Descriptive Labelography From JazzCollector, Riverside buff, Michel :
“beginning around 240-241-242 : “white label era” : labels are white with clear blue lettering. Some flat edges.
From 242 to around 270-280 (probable overlappings) : “large blue label era” : the original labels are LARGE blue, the deep groove is not always pronounced. Some of them bear a Pat Pending US and GB for export purposes (after that Fontana pressed directly in England) .
From 280 to around 330-335 (probable overlappings): “small blue label era”: the original labels are SMALL.
From 330-335 to the end: “new style large blue label era” : back to the LARGE label, BUT, with a more pronounced and squared deep groove.
On some titles, during the end of this period, deep groove COEXISTS with no deep groove. Means that different stampers where used at the same time. Anyway, when “large blue labels era” titles were later reissued, they have the small label : those reissue are often taken as original, and they are not. And you can also find “small label era” titles, reissued later with new style large labels DG or not. Cover has often a thinner spine.”
8. MODERN RIVERSIDE 1972+
Into the hands of Fantasy Records, Berkley, California, who later introduced the OJC reissue programme – Original Jazz Classics.

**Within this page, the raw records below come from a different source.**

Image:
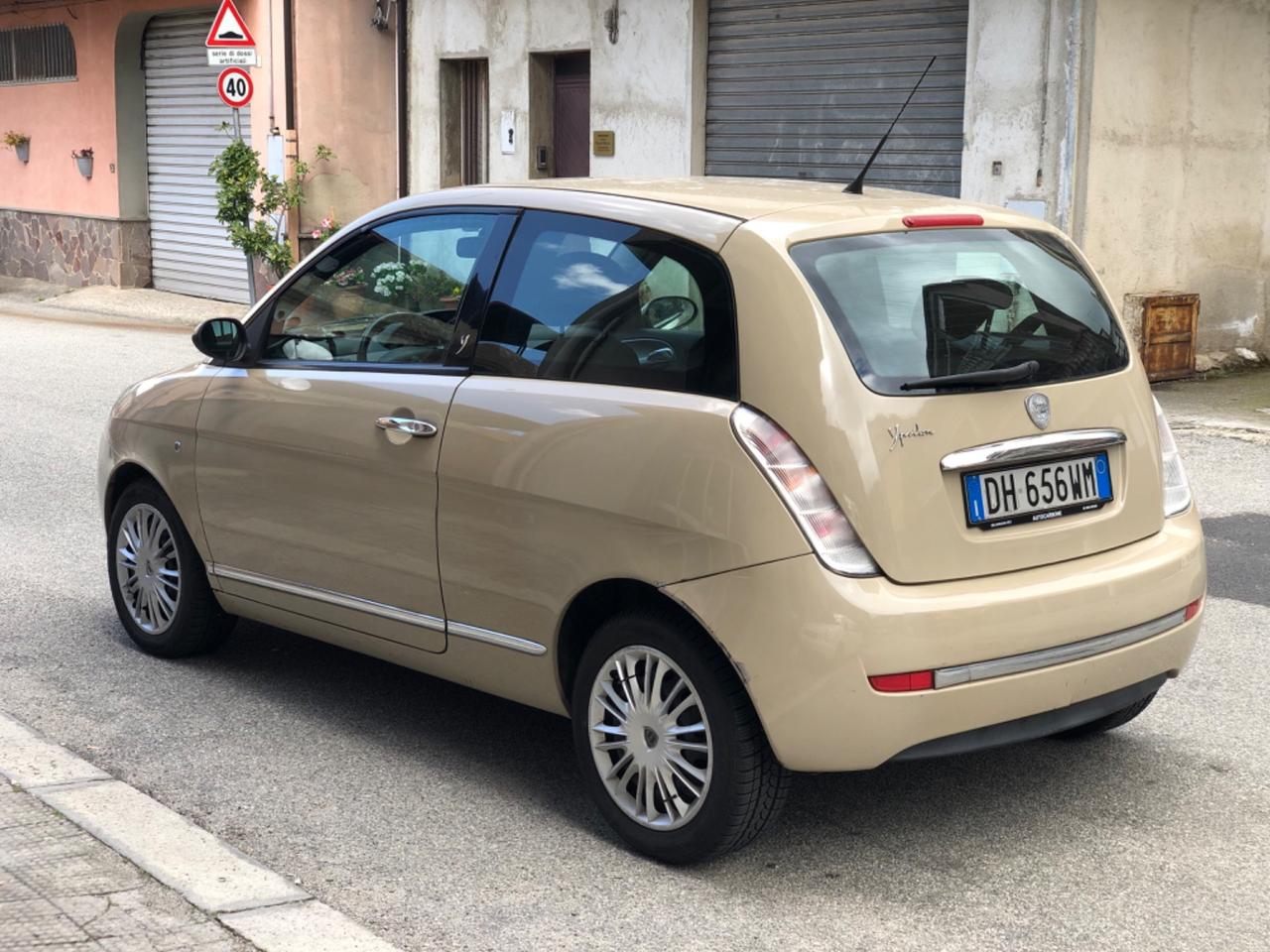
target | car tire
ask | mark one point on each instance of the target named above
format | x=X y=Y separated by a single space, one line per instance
x=1107 y=722
x=744 y=784
x=158 y=579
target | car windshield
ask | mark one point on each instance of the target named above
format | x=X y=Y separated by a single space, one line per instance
x=915 y=304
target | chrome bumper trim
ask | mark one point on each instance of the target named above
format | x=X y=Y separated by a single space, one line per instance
x=1046 y=445
x=331 y=598
x=495 y=638
x=1074 y=652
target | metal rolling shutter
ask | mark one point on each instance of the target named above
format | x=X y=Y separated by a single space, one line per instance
x=183 y=113
x=806 y=89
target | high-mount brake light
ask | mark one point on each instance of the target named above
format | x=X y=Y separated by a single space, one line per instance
x=942 y=221
x=804 y=493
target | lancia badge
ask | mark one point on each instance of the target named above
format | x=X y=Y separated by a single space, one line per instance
x=1038 y=408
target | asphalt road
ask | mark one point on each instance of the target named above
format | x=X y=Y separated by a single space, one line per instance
x=444 y=819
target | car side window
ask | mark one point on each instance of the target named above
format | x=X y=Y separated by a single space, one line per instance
x=603 y=302
x=388 y=296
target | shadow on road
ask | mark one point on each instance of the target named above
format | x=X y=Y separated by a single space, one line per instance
x=939 y=814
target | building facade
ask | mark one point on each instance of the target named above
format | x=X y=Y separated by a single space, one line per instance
x=128 y=79
x=1120 y=121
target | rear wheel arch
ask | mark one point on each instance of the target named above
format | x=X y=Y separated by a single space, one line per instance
x=604 y=599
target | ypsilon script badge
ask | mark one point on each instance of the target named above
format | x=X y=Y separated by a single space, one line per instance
x=1038 y=408
x=898 y=434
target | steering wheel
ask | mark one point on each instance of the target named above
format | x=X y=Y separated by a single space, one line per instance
x=418 y=322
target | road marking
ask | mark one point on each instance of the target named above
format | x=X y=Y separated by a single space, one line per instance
x=261 y=905
x=209 y=874
x=304 y=927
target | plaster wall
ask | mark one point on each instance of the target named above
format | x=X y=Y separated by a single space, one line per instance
x=103 y=108
x=345 y=99
x=642 y=86
x=1143 y=127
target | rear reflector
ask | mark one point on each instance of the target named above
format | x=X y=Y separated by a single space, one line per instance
x=942 y=221
x=893 y=683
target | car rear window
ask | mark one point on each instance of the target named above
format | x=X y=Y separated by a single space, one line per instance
x=913 y=304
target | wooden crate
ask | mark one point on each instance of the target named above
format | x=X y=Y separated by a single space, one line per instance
x=1169 y=326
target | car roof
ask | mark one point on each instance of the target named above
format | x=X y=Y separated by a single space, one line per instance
x=706 y=209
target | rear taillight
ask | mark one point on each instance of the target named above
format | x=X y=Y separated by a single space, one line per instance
x=804 y=493
x=1176 y=488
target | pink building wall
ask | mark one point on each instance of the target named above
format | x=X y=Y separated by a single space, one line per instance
x=344 y=98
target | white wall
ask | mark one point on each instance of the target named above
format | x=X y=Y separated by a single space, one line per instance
x=640 y=87
x=1178 y=181
x=1150 y=123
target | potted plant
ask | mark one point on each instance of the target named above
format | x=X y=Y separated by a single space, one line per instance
x=19 y=143
x=84 y=160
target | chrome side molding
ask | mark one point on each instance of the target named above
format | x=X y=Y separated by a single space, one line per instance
x=377 y=608
x=1044 y=445
x=1072 y=652
x=495 y=638
x=331 y=598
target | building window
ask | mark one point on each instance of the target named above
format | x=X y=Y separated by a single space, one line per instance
x=37 y=55
x=465 y=122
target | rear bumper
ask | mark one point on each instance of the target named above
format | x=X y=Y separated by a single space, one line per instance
x=806 y=642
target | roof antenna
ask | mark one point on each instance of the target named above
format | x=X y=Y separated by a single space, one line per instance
x=857 y=184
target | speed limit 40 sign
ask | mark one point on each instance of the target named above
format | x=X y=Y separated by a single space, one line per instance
x=235 y=86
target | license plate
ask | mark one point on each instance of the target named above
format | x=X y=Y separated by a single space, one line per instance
x=1035 y=493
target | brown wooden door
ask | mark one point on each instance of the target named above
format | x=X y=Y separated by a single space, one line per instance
x=1169 y=324
x=572 y=126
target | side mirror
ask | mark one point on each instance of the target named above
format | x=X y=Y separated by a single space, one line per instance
x=221 y=338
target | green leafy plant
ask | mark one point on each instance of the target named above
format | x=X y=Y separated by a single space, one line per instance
x=253 y=203
x=413 y=285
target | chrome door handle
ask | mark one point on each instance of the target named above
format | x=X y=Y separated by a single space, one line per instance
x=404 y=424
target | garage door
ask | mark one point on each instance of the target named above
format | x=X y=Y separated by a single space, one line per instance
x=807 y=89
x=183 y=113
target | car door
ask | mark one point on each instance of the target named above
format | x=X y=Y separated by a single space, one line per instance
x=592 y=439
x=317 y=458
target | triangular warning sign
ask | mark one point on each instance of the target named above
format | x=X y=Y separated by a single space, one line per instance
x=229 y=28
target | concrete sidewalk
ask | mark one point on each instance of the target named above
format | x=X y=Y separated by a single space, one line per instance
x=1227 y=404
x=60 y=889
x=27 y=298
x=87 y=862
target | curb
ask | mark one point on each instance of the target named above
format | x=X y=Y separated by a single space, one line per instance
x=246 y=897
x=51 y=312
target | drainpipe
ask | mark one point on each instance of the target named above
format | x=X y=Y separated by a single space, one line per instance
x=403 y=100
x=1072 y=63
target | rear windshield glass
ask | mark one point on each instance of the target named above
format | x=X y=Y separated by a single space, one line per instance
x=915 y=304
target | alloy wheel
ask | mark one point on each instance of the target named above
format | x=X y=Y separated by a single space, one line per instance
x=148 y=569
x=651 y=738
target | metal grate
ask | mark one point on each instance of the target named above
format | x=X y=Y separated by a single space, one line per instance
x=806 y=90
x=37 y=55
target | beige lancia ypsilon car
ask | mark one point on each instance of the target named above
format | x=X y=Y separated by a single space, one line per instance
x=746 y=477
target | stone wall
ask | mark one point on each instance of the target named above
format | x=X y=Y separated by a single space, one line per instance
x=76 y=252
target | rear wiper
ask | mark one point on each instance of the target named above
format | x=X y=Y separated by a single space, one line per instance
x=975 y=379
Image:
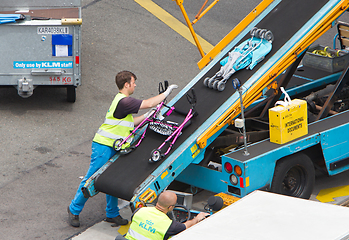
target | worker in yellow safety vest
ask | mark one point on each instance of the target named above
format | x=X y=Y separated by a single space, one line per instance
x=152 y=223
x=117 y=124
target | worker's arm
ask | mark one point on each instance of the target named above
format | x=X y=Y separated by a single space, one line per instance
x=201 y=216
x=152 y=102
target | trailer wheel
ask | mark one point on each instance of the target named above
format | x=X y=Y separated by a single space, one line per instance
x=71 y=94
x=294 y=176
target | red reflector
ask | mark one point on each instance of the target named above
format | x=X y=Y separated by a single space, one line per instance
x=228 y=167
x=241 y=182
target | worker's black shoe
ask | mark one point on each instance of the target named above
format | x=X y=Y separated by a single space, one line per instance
x=73 y=219
x=118 y=220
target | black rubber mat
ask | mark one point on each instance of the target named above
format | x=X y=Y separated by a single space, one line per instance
x=129 y=171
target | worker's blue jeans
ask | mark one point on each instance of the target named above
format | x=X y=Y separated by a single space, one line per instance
x=100 y=155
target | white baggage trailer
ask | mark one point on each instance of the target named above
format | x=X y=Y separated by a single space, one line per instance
x=42 y=47
x=264 y=215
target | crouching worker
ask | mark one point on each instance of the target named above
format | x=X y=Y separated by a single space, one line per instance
x=158 y=225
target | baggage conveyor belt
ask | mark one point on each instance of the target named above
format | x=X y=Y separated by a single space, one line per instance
x=128 y=172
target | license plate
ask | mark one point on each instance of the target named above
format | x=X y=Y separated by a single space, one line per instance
x=53 y=30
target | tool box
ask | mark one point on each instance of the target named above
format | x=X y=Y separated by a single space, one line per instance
x=42 y=47
x=288 y=122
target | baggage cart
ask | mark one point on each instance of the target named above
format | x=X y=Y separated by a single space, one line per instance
x=42 y=47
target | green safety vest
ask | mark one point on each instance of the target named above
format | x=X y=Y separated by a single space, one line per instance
x=148 y=223
x=114 y=128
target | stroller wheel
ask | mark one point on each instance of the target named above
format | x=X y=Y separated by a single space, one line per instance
x=206 y=81
x=116 y=144
x=252 y=31
x=155 y=155
x=269 y=36
x=262 y=33
x=210 y=82
x=221 y=86
x=215 y=84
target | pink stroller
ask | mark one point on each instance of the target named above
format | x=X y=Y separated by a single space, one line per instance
x=158 y=123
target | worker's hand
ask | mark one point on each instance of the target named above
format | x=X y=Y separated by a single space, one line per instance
x=169 y=89
x=201 y=216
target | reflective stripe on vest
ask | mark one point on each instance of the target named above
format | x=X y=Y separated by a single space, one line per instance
x=150 y=223
x=114 y=128
x=136 y=235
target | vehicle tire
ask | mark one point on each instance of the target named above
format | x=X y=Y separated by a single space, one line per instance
x=155 y=155
x=116 y=144
x=206 y=81
x=294 y=176
x=71 y=94
x=269 y=36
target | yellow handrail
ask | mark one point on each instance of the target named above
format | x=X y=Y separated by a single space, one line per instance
x=233 y=33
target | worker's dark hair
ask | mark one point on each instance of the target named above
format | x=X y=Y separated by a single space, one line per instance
x=124 y=77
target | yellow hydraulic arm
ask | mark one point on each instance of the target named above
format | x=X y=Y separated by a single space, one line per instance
x=255 y=91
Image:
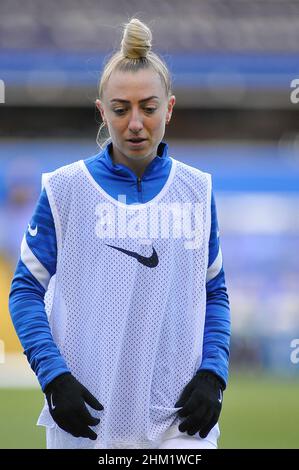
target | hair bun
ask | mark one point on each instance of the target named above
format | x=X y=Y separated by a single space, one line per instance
x=137 y=40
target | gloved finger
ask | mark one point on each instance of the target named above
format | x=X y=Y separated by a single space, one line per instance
x=70 y=425
x=185 y=394
x=206 y=428
x=187 y=424
x=87 y=432
x=201 y=419
x=192 y=405
x=91 y=400
x=193 y=421
x=85 y=417
x=75 y=427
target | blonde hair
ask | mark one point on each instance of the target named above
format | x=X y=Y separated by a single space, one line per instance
x=135 y=54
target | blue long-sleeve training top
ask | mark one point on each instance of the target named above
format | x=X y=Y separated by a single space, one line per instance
x=37 y=264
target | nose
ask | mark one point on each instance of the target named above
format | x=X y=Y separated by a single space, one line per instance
x=135 y=123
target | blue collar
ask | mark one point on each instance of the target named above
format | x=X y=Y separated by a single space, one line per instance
x=157 y=163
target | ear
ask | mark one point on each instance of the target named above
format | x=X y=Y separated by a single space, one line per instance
x=171 y=103
x=99 y=105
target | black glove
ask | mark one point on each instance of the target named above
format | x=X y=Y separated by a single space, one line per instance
x=201 y=401
x=66 y=400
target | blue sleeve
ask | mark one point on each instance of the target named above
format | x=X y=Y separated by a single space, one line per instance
x=36 y=266
x=217 y=323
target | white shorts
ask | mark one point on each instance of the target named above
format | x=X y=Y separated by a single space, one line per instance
x=175 y=439
x=171 y=439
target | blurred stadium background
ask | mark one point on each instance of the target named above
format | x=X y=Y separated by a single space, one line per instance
x=232 y=62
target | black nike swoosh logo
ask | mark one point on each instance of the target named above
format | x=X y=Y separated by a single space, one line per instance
x=150 y=262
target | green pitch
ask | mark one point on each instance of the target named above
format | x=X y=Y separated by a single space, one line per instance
x=258 y=412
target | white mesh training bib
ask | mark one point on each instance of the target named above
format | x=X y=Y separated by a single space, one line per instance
x=127 y=303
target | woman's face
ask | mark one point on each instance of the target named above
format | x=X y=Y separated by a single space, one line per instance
x=136 y=109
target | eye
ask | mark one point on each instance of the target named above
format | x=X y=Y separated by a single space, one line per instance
x=150 y=110
x=119 y=111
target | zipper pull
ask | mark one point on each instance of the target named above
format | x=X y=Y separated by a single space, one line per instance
x=139 y=183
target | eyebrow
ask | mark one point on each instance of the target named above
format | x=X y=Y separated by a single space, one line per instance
x=140 y=101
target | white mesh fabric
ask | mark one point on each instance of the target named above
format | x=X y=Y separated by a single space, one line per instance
x=130 y=333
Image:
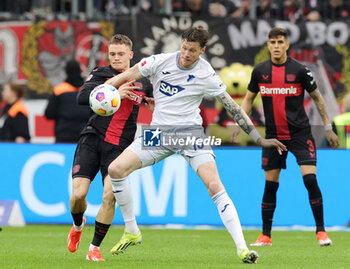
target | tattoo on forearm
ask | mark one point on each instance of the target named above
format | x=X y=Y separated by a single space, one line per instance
x=236 y=112
x=320 y=104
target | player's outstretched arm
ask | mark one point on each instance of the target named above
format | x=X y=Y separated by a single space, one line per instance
x=322 y=110
x=128 y=75
x=238 y=114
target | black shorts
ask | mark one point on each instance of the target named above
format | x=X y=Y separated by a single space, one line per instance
x=303 y=148
x=93 y=154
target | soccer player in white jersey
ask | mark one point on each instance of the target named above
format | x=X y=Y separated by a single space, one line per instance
x=180 y=81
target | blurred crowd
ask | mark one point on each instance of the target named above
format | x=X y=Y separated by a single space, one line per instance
x=292 y=10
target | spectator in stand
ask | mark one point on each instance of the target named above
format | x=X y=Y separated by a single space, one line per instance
x=341 y=124
x=242 y=9
x=294 y=10
x=13 y=115
x=217 y=8
x=70 y=118
x=268 y=9
x=331 y=10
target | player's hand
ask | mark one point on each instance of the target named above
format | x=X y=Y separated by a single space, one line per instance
x=125 y=90
x=272 y=143
x=332 y=139
x=149 y=103
x=235 y=133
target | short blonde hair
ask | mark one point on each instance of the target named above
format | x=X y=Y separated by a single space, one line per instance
x=346 y=102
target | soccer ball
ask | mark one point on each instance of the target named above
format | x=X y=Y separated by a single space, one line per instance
x=104 y=100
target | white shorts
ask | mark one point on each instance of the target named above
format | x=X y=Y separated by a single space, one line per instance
x=153 y=155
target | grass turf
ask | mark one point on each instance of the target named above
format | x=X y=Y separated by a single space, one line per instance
x=44 y=246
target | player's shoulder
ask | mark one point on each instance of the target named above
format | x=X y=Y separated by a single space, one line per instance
x=204 y=66
x=263 y=65
x=102 y=70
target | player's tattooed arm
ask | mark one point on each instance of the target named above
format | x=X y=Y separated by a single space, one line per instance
x=321 y=105
x=236 y=112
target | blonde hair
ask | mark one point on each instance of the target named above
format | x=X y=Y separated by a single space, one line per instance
x=346 y=102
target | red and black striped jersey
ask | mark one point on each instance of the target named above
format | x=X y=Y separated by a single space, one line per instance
x=282 y=89
x=119 y=128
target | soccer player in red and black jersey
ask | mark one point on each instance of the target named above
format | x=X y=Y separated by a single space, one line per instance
x=282 y=82
x=101 y=141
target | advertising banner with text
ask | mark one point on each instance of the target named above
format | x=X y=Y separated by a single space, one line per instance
x=39 y=178
x=35 y=53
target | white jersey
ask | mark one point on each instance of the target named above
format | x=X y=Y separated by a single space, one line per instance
x=178 y=92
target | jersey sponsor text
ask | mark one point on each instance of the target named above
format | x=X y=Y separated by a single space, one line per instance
x=169 y=89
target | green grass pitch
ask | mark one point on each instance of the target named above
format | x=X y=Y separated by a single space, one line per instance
x=44 y=246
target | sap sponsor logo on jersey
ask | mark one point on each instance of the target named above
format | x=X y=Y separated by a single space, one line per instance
x=177 y=140
x=169 y=89
x=288 y=90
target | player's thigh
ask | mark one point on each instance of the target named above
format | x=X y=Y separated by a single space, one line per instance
x=80 y=187
x=307 y=169
x=109 y=153
x=87 y=157
x=209 y=174
x=304 y=150
x=272 y=175
x=205 y=167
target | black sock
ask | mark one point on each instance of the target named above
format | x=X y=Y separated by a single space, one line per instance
x=268 y=206
x=100 y=233
x=77 y=218
x=315 y=198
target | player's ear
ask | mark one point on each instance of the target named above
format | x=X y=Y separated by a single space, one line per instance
x=288 y=44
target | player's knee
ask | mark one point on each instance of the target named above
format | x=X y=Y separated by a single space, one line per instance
x=116 y=170
x=310 y=181
x=108 y=199
x=214 y=187
x=78 y=196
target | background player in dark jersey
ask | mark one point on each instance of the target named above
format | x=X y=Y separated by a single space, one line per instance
x=102 y=140
x=282 y=82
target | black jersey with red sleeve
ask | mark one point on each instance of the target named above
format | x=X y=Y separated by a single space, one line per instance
x=282 y=89
x=119 y=128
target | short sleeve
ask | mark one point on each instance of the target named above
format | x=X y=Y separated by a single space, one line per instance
x=148 y=66
x=253 y=85
x=307 y=80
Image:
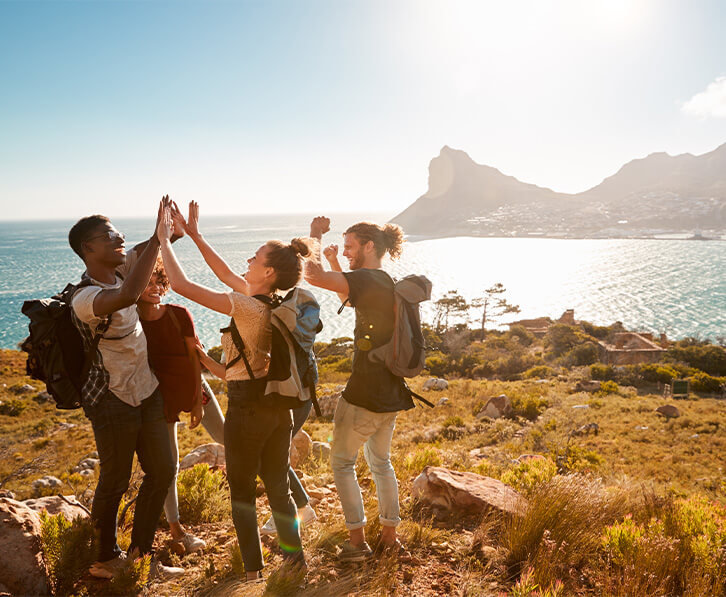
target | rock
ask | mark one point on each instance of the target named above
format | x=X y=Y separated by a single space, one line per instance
x=328 y=404
x=22 y=568
x=210 y=454
x=589 y=385
x=497 y=407
x=434 y=383
x=457 y=490
x=53 y=505
x=321 y=451
x=669 y=411
x=300 y=448
x=46 y=482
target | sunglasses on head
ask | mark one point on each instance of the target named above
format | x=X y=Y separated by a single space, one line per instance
x=108 y=235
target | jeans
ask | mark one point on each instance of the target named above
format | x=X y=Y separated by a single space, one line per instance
x=299 y=416
x=213 y=422
x=120 y=431
x=355 y=427
x=257 y=442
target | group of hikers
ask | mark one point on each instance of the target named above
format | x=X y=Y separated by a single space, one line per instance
x=145 y=368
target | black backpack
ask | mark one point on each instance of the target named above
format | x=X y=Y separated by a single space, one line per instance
x=55 y=348
x=293 y=373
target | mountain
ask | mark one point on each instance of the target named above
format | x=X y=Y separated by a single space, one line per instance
x=655 y=194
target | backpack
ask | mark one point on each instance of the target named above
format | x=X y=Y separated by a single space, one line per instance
x=293 y=370
x=55 y=348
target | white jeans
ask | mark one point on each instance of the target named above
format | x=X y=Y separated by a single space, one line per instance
x=355 y=427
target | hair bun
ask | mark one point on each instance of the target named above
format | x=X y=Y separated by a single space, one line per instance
x=300 y=246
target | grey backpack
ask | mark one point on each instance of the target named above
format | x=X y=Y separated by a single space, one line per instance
x=405 y=354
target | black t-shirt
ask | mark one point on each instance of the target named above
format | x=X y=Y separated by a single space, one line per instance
x=372 y=385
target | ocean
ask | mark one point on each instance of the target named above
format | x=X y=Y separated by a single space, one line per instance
x=672 y=286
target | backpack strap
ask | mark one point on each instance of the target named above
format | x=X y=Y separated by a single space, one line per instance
x=239 y=345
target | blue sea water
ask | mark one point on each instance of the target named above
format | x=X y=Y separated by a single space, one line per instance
x=672 y=286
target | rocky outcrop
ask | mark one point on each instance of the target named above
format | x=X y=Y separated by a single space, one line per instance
x=496 y=408
x=457 y=490
x=22 y=568
x=210 y=454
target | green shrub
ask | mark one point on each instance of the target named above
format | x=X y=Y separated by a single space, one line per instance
x=13 y=407
x=527 y=475
x=539 y=372
x=421 y=458
x=68 y=548
x=703 y=382
x=203 y=495
x=602 y=372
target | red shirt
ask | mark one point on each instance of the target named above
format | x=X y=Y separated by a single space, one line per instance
x=169 y=359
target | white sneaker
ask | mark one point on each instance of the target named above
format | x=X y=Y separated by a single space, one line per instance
x=192 y=543
x=109 y=568
x=305 y=515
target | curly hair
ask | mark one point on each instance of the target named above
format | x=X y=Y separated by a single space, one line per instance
x=287 y=261
x=388 y=238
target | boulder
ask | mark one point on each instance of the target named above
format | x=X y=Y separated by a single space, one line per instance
x=300 y=448
x=22 y=568
x=328 y=404
x=209 y=454
x=669 y=411
x=435 y=383
x=496 y=407
x=54 y=504
x=321 y=451
x=459 y=490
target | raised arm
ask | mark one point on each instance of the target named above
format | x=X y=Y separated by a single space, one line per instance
x=214 y=260
x=111 y=300
x=212 y=299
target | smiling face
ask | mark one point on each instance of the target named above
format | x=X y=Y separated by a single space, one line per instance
x=258 y=272
x=105 y=244
x=354 y=251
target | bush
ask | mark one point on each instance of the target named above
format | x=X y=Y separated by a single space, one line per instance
x=703 y=382
x=602 y=372
x=203 y=496
x=539 y=372
x=68 y=548
x=12 y=407
x=527 y=475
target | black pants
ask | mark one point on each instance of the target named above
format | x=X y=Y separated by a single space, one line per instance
x=257 y=442
x=120 y=431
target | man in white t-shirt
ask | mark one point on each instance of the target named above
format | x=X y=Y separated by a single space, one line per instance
x=120 y=395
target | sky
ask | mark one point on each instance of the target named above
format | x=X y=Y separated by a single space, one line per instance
x=339 y=105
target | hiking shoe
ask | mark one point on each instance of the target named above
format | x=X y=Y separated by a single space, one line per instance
x=159 y=571
x=305 y=515
x=192 y=543
x=109 y=568
x=354 y=553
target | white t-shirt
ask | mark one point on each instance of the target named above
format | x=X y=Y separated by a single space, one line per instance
x=123 y=345
x=252 y=318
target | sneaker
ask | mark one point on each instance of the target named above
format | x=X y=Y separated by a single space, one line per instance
x=305 y=515
x=354 y=553
x=159 y=571
x=192 y=543
x=109 y=568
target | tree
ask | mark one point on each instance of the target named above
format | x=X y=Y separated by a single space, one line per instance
x=452 y=303
x=493 y=305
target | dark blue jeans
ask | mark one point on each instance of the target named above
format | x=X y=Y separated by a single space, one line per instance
x=121 y=431
x=257 y=442
x=299 y=416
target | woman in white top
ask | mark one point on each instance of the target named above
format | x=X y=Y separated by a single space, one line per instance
x=256 y=434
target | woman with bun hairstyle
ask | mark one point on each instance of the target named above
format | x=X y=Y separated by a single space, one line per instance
x=257 y=434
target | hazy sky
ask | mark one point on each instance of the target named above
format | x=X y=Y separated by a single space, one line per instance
x=339 y=105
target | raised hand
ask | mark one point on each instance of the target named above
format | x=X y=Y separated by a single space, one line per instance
x=331 y=253
x=165 y=227
x=319 y=226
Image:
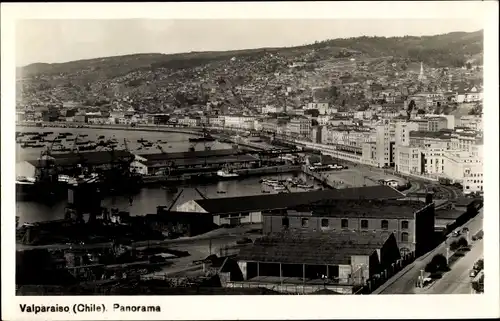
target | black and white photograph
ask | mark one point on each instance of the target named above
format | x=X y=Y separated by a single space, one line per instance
x=299 y=156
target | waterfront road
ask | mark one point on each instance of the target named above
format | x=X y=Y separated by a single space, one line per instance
x=458 y=281
x=405 y=280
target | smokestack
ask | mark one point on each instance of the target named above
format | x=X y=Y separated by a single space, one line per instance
x=428 y=198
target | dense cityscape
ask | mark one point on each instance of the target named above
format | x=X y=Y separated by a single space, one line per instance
x=347 y=166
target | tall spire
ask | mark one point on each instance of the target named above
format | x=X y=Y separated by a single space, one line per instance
x=421 y=76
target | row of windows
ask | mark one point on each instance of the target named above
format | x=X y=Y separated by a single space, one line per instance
x=384 y=224
x=364 y=224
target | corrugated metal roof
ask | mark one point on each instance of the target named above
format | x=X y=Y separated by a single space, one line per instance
x=189 y=155
x=258 y=203
x=325 y=248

White label and grey logo twin reels and mic, reborne. Here follows the featherweight OJC reissues, all the way through to Analogue Productions “Audiophile” issues.
Summary for Audiophiles
I would direct any audiophile back to vintage Riverside pressings. Bill Grauer was a businessman, not an audiophile. Riverside US pressings can be ropey, prone to surface noise even when the vinyl looks clean. It is not an “audiophile-grade” label in the same way as Blue Note, Prestige, Contemporary and Impulse. Early stereo is best avoided, with a preference for mono, and Fantasy/OJC not recommended.
The music on Riverside is historically and musically important (Bill Evans, Thelonious Monk, many other), but manufacturing fell hostage to cost-avoiding practices. In those days, perhaps nobody knew. Now, we do.
No bias here, but ’60s UK/European Interdisk Riverside releases, pressed initially by Decca, then later by Philips, can be a more satisfactory alternative to US pressings. Riverside and its fellow label Jazzland are one of the few cases where original US pressings are not preferable.